The consultant did point out that a cross dock hub solution would allow manufacturers may drip feed vaccine into countries, rather than having to transport huge batches.

It pointed out that Emirates SkyCargo has just launched a dedicated airside hub at Dubai World Central (DWC) in Dubai as its regional hub for temporary storage of incoming vaccines for onwards distribution to countries.

This would help take some pressure off air cargo supply chains.

Meanwhile, Bolloré Logistics is the latest to announce a vaccine task force to prepare for launch.

The task force will design logistics solutions “ensuring the seamless distribution of the vaccines as soon as they are marketed”.

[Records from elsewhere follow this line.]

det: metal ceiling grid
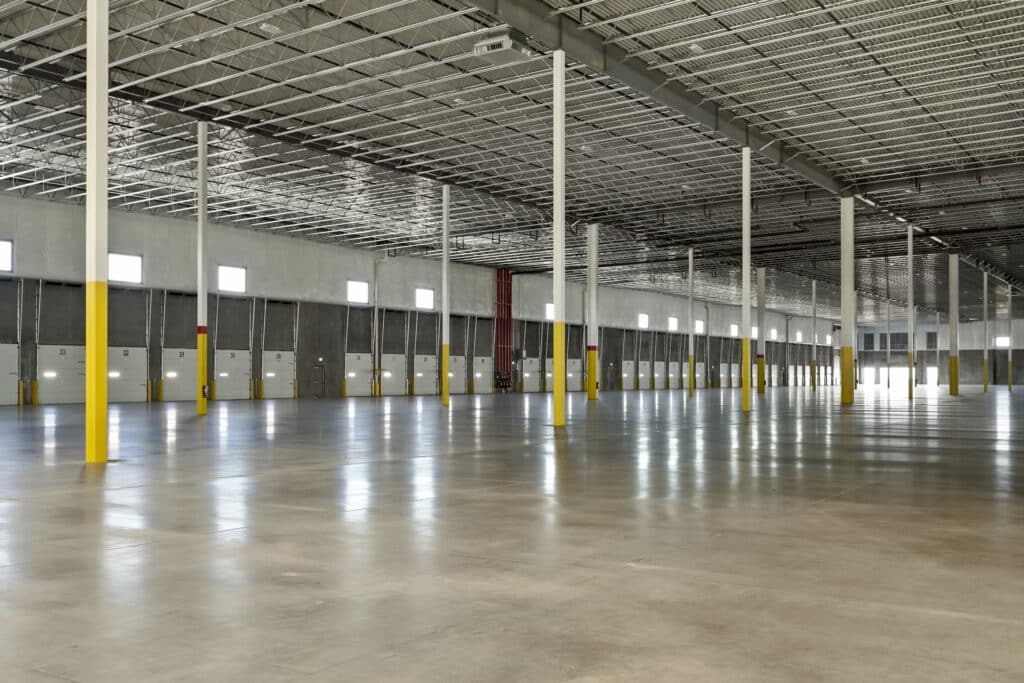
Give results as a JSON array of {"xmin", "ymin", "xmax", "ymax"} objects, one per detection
[{"xmin": 0, "ymin": 0, "xmax": 1024, "ymax": 325}]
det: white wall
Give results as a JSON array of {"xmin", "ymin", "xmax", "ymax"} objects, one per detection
[
  {"xmin": 0, "ymin": 195, "xmax": 831, "ymax": 331},
  {"xmin": 0, "ymin": 195, "xmax": 495, "ymax": 315},
  {"xmin": 512, "ymin": 274, "xmax": 831, "ymax": 344}
]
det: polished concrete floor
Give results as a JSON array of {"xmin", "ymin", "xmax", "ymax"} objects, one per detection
[{"xmin": 0, "ymin": 388, "xmax": 1024, "ymax": 683}]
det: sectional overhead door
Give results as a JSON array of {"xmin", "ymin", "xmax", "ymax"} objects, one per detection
[
  {"xmin": 0, "ymin": 344, "xmax": 18, "ymax": 405},
  {"xmin": 262, "ymin": 351, "xmax": 295, "ymax": 398},
  {"xmin": 36, "ymin": 344, "xmax": 85, "ymax": 404},
  {"xmin": 108, "ymin": 346, "xmax": 150, "ymax": 403},
  {"xmin": 158, "ymin": 348, "xmax": 198, "ymax": 401},
  {"xmin": 213, "ymin": 296, "xmax": 255, "ymax": 400},
  {"xmin": 470, "ymin": 317, "xmax": 495, "ymax": 393}
]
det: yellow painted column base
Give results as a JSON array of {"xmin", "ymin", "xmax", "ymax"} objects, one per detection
[
  {"xmin": 552, "ymin": 321, "xmax": 565, "ymax": 427},
  {"xmin": 739, "ymin": 339, "xmax": 751, "ymax": 413},
  {"xmin": 441, "ymin": 344, "xmax": 451, "ymax": 405},
  {"xmin": 85, "ymin": 281, "xmax": 108, "ymax": 463},
  {"xmin": 196, "ymin": 325, "xmax": 213, "ymax": 415},
  {"xmin": 587, "ymin": 346, "xmax": 597, "ymax": 400},
  {"xmin": 840, "ymin": 346, "xmax": 854, "ymax": 405}
]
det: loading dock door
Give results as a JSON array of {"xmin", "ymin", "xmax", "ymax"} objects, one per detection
[
  {"xmin": 263, "ymin": 351, "xmax": 295, "ymax": 398},
  {"xmin": 345, "ymin": 353, "xmax": 374, "ymax": 396},
  {"xmin": 473, "ymin": 355, "xmax": 495, "ymax": 393},
  {"xmin": 213, "ymin": 349, "xmax": 252, "ymax": 400},
  {"xmin": 449, "ymin": 355, "xmax": 467, "ymax": 393},
  {"xmin": 106, "ymin": 346, "xmax": 150, "ymax": 403},
  {"xmin": 623, "ymin": 360, "xmax": 637, "ymax": 391},
  {"xmin": 36, "ymin": 344, "xmax": 85, "ymax": 403},
  {"xmin": 520, "ymin": 358, "xmax": 541, "ymax": 393},
  {"xmin": 0, "ymin": 344, "xmax": 18, "ymax": 405},
  {"xmin": 565, "ymin": 358, "xmax": 586, "ymax": 391},
  {"xmin": 654, "ymin": 360, "xmax": 669, "ymax": 389},
  {"xmin": 381, "ymin": 353, "xmax": 407, "ymax": 396},
  {"xmin": 161, "ymin": 348, "xmax": 197, "ymax": 400},
  {"xmin": 413, "ymin": 353, "xmax": 440, "ymax": 396}
]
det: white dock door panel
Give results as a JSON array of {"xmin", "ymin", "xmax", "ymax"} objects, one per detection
[
  {"xmin": 213, "ymin": 349, "xmax": 253, "ymax": 400},
  {"xmin": 637, "ymin": 360, "xmax": 650, "ymax": 389},
  {"xmin": 161, "ymin": 348, "xmax": 196, "ymax": 401},
  {"xmin": 413, "ymin": 355, "xmax": 440, "ymax": 396},
  {"xmin": 381, "ymin": 353, "xmax": 407, "ymax": 396},
  {"xmin": 345, "ymin": 353, "xmax": 374, "ymax": 396},
  {"xmin": 106, "ymin": 346, "xmax": 150, "ymax": 403},
  {"xmin": 263, "ymin": 351, "xmax": 295, "ymax": 398},
  {"xmin": 654, "ymin": 360, "xmax": 675, "ymax": 389},
  {"xmin": 0, "ymin": 344, "xmax": 18, "ymax": 405},
  {"xmin": 565, "ymin": 358, "xmax": 587, "ymax": 391},
  {"xmin": 521, "ymin": 358, "xmax": 541, "ymax": 393},
  {"xmin": 623, "ymin": 360, "xmax": 637, "ymax": 391},
  {"xmin": 36, "ymin": 344, "xmax": 85, "ymax": 403},
  {"xmin": 473, "ymin": 357, "xmax": 495, "ymax": 393},
  {"xmin": 449, "ymin": 355, "xmax": 468, "ymax": 393}
]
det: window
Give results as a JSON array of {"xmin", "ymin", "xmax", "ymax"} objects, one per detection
[
  {"xmin": 106, "ymin": 254, "xmax": 142, "ymax": 285},
  {"xmin": 416, "ymin": 288, "xmax": 434, "ymax": 310},
  {"xmin": 348, "ymin": 280, "xmax": 370, "ymax": 303},
  {"xmin": 217, "ymin": 265, "xmax": 246, "ymax": 292}
]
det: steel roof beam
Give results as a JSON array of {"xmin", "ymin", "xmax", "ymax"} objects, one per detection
[{"xmin": 468, "ymin": 0, "xmax": 846, "ymax": 195}]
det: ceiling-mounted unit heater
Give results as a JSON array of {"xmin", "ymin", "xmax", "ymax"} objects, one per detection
[{"xmin": 473, "ymin": 32, "xmax": 537, "ymax": 65}]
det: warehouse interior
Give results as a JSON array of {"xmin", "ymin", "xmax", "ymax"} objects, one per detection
[{"xmin": 0, "ymin": 0, "xmax": 1024, "ymax": 683}]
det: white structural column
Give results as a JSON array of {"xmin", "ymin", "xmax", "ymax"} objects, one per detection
[
  {"xmin": 196, "ymin": 121, "xmax": 210, "ymax": 415},
  {"xmin": 906, "ymin": 223, "xmax": 918, "ymax": 399},
  {"xmin": 441, "ymin": 185, "xmax": 452, "ymax": 405},
  {"xmin": 587, "ymin": 223, "xmax": 600, "ymax": 400},
  {"xmin": 686, "ymin": 247, "xmax": 707, "ymax": 396},
  {"xmin": 839, "ymin": 197, "xmax": 857, "ymax": 404},
  {"xmin": 1007, "ymin": 284, "xmax": 1014, "ymax": 391},
  {"xmin": 981, "ymin": 272, "xmax": 988, "ymax": 393},
  {"xmin": 935, "ymin": 254, "xmax": 959, "ymax": 396},
  {"xmin": 811, "ymin": 280, "xmax": 818, "ymax": 391},
  {"xmin": 552, "ymin": 50, "xmax": 565, "ymax": 427},
  {"xmin": 757, "ymin": 266, "xmax": 768, "ymax": 393},
  {"xmin": 740, "ymin": 145, "xmax": 751, "ymax": 413},
  {"xmin": 886, "ymin": 301, "xmax": 893, "ymax": 389},
  {"xmin": 85, "ymin": 0, "xmax": 109, "ymax": 463}
]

“The controlled-temperature transport of Covid-19 vaccines is a major challenge, as some of them will need to be kept at a temperature of between +2°C and +8°C and others at a very low temperature of around -70°C,” the company said.

“As such, Bolloré Logistics is planning ahead and preparing for all possible scenarios, including active and passive packaging solutions. The company, which has obtained CEIV Pharma certification, will rely on its own resources as well as those of its existing subcontractors to transport vaccines by air in respect of the cold chain.”